In sum, relief was sought for nothing but a set of alleged breaches of contract. The landlords sought an order ejecting the tenants from the property because they breached the lease; they sought a declaratory judgment that the tenants breached the lease; and they sought an order quieting title in their favor on the ground that the tenants breached the lease. In substance, the complaint alleged breaches of the lease and asked for remedies called ejectment, declaratory relief, and quiet title. The conclusion that this action, or any portion of it, was not an action on a contract would plainly not be correct.
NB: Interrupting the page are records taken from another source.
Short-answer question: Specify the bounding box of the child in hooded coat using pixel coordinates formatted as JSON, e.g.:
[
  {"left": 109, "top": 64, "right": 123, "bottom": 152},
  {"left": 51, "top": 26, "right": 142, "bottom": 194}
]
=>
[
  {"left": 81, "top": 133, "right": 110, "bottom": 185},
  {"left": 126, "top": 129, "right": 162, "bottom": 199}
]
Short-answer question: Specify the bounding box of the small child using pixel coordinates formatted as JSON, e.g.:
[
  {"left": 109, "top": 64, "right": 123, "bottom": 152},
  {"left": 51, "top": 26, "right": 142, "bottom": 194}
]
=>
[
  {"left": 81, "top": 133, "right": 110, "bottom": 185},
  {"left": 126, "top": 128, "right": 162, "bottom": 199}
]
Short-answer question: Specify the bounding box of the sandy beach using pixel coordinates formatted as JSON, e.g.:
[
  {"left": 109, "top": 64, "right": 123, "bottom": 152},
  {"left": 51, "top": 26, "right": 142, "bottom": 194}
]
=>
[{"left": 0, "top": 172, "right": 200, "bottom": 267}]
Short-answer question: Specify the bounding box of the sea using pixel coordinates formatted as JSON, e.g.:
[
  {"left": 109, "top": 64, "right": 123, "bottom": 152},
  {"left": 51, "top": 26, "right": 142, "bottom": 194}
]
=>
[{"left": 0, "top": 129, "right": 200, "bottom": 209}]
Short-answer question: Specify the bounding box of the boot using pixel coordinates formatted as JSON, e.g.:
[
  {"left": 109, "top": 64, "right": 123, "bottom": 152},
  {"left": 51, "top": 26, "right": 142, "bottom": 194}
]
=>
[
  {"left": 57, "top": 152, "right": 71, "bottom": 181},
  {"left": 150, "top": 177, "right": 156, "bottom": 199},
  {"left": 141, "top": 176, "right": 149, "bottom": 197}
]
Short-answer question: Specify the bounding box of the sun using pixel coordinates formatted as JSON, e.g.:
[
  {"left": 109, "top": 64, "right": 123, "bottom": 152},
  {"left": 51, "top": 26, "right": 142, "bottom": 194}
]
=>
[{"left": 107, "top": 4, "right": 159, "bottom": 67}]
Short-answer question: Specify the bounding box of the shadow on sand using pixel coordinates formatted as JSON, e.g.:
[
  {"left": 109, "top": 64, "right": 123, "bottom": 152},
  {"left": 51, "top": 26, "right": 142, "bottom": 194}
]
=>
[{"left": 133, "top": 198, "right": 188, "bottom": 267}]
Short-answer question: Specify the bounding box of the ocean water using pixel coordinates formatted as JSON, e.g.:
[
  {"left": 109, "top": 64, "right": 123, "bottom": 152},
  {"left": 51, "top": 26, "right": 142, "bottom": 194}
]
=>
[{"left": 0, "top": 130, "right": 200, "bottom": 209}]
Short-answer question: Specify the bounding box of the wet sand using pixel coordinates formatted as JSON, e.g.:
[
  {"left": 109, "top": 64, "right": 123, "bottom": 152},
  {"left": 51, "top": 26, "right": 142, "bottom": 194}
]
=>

The tenants contend that B & B Sulfur Co. v. Kelley, supra, 61 Cal.App.2d 3 supports their position. They point out that, although the court there had to consider the terms of a lease to decide the plaintiffs’ ejectment claim, the claim nevertheless was “based on a … tort of defendants.” (Id. at p. 6.) The case is easily distinguished. The defendants there were not parties to the lease; the complaint did not allege that they breached any lease; and the significance of the lease was simply that it gave the plaintiffs a right of possession against the defendants as trespassers. (Id. at pp. 5-6.) In this case, by contrast, the landlords’ right of possession could be asserted against the tenants only if the tenants breached the lease. The tenants’ breach was the only alleged basis of their liability.
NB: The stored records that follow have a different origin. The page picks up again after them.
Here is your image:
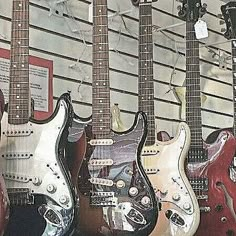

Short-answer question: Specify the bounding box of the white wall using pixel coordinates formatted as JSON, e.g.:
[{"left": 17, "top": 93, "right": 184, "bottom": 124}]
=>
[{"left": 0, "top": 0, "right": 233, "bottom": 138}]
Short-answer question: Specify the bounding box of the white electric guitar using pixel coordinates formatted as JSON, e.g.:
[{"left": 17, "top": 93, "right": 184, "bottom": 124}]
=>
[
  {"left": 133, "top": 0, "right": 200, "bottom": 236},
  {"left": 0, "top": 0, "right": 75, "bottom": 236}
]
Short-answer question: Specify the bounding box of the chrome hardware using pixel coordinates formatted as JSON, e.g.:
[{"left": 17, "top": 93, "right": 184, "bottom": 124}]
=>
[
  {"left": 89, "top": 139, "right": 114, "bottom": 146},
  {"left": 116, "top": 180, "right": 125, "bottom": 189},
  {"left": 129, "top": 187, "right": 138, "bottom": 197},
  {"left": 59, "top": 195, "right": 69, "bottom": 205},
  {"left": 89, "top": 159, "right": 113, "bottom": 166},
  {"left": 47, "top": 184, "right": 57, "bottom": 193},
  {"left": 141, "top": 196, "right": 151, "bottom": 206},
  {"left": 183, "top": 202, "right": 191, "bottom": 210},
  {"left": 89, "top": 178, "right": 114, "bottom": 186},
  {"left": 172, "top": 193, "right": 180, "bottom": 202}
]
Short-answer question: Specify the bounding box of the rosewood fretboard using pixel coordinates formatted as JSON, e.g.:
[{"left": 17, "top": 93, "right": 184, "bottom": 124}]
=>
[
  {"left": 186, "top": 21, "right": 203, "bottom": 148},
  {"left": 92, "top": 0, "right": 111, "bottom": 138},
  {"left": 138, "top": 0, "right": 155, "bottom": 145},
  {"left": 8, "top": 0, "right": 30, "bottom": 124}
]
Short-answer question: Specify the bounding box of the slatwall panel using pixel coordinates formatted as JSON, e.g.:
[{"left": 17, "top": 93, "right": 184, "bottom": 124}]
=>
[{"left": 0, "top": 0, "right": 233, "bottom": 138}]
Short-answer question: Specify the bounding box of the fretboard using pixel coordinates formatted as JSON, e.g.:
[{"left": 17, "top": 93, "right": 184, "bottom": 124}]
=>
[
  {"left": 8, "top": 0, "right": 30, "bottom": 124},
  {"left": 231, "top": 39, "right": 236, "bottom": 136},
  {"left": 138, "top": 0, "right": 155, "bottom": 145},
  {"left": 186, "top": 21, "right": 203, "bottom": 148},
  {"left": 92, "top": 0, "right": 111, "bottom": 138}
]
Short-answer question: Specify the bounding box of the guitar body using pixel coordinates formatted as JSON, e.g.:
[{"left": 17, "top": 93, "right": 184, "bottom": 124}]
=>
[
  {"left": 142, "top": 122, "right": 200, "bottom": 236},
  {"left": 67, "top": 113, "right": 158, "bottom": 236},
  {"left": 0, "top": 94, "right": 74, "bottom": 236},
  {"left": 187, "top": 131, "right": 236, "bottom": 236}
]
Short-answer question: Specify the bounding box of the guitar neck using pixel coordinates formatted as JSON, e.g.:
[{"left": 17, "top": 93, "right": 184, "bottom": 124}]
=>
[
  {"left": 186, "top": 21, "right": 203, "bottom": 148},
  {"left": 231, "top": 39, "right": 236, "bottom": 136},
  {"left": 8, "top": 0, "right": 29, "bottom": 124},
  {"left": 138, "top": 0, "right": 155, "bottom": 145},
  {"left": 92, "top": 0, "right": 111, "bottom": 138}
]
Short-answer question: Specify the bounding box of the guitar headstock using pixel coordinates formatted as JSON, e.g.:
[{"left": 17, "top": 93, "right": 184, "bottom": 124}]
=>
[
  {"left": 220, "top": 2, "right": 236, "bottom": 39},
  {"left": 177, "top": 0, "right": 207, "bottom": 22},
  {"left": 131, "top": 0, "right": 158, "bottom": 6}
]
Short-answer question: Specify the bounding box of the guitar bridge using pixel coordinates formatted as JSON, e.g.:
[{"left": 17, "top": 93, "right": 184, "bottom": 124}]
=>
[
  {"left": 7, "top": 188, "right": 34, "bottom": 206},
  {"left": 90, "top": 192, "right": 117, "bottom": 207}
]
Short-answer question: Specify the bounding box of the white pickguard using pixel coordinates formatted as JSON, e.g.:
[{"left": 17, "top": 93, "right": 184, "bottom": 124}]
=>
[
  {"left": 0, "top": 99, "right": 74, "bottom": 235},
  {"left": 142, "top": 123, "right": 200, "bottom": 236}
]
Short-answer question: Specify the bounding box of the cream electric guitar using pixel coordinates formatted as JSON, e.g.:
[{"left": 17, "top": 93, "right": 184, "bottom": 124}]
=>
[
  {"left": 0, "top": 0, "right": 75, "bottom": 236},
  {"left": 133, "top": 0, "right": 200, "bottom": 236}
]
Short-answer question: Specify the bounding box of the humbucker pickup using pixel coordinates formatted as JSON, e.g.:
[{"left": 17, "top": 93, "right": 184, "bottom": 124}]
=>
[
  {"left": 90, "top": 192, "right": 117, "bottom": 206},
  {"left": 7, "top": 188, "right": 34, "bottom": 206},
  {"left": 188, "top": 147, "right": 208, "bottom": 163},
  {"left": 89, "top": 139, "right": 114, "bottom": 146},
  {"left": 89, "top": 177, "right": 114, "bottom": 186},
  {"left": 2, "top": 129, "right": 33, "bottom": 137},
  {"left": 2, "top": 152, "right": 33, "bottom": 160},
  {"left": 189, "top": 178, "right": 208, "bottom": 191}
]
The tenants also rely on Stout v. Turney (1978) 22 Cal.3d 718 and Lerner v. Ward (1993) 13 Cal.App.4th 155, in which fraud claims arising out of contractual relationships were held not to be claims upon a contract for purposes of awarding attorneys’ fees under Civil Code section 1717. Neither case is helpful to the tenants. In both, the fraud claims were independent of any contract claims—i.e., they were claims that the defendants were liable for fraud whether they breached the parties’ contract or not. (Stout v. Turney, supra, at pp. 721-722, 730; Lerner v. Ward, supra, at pp. 157, 158-159.) To prevail on the fraud claims, the plaintiffs did not have to prove breach of contract. All the claims in the present case did depend on proof of a breach of contract. The tenants’ citation of McKenzie v. Kaiser-Aetna (1976) 55 Cal.App.3d 84 is similarly not helpful. There, the court held that a claim for negligent misrepresentation was not “on [the] contract” for purposes of Civil Code section 1717. Again, unlike here, the plaintiffs did not need to show a breach of the contract to prevail on the claim in question. (McKenzie v. Kaiser-Aetna, supra, at pp. 88-89.)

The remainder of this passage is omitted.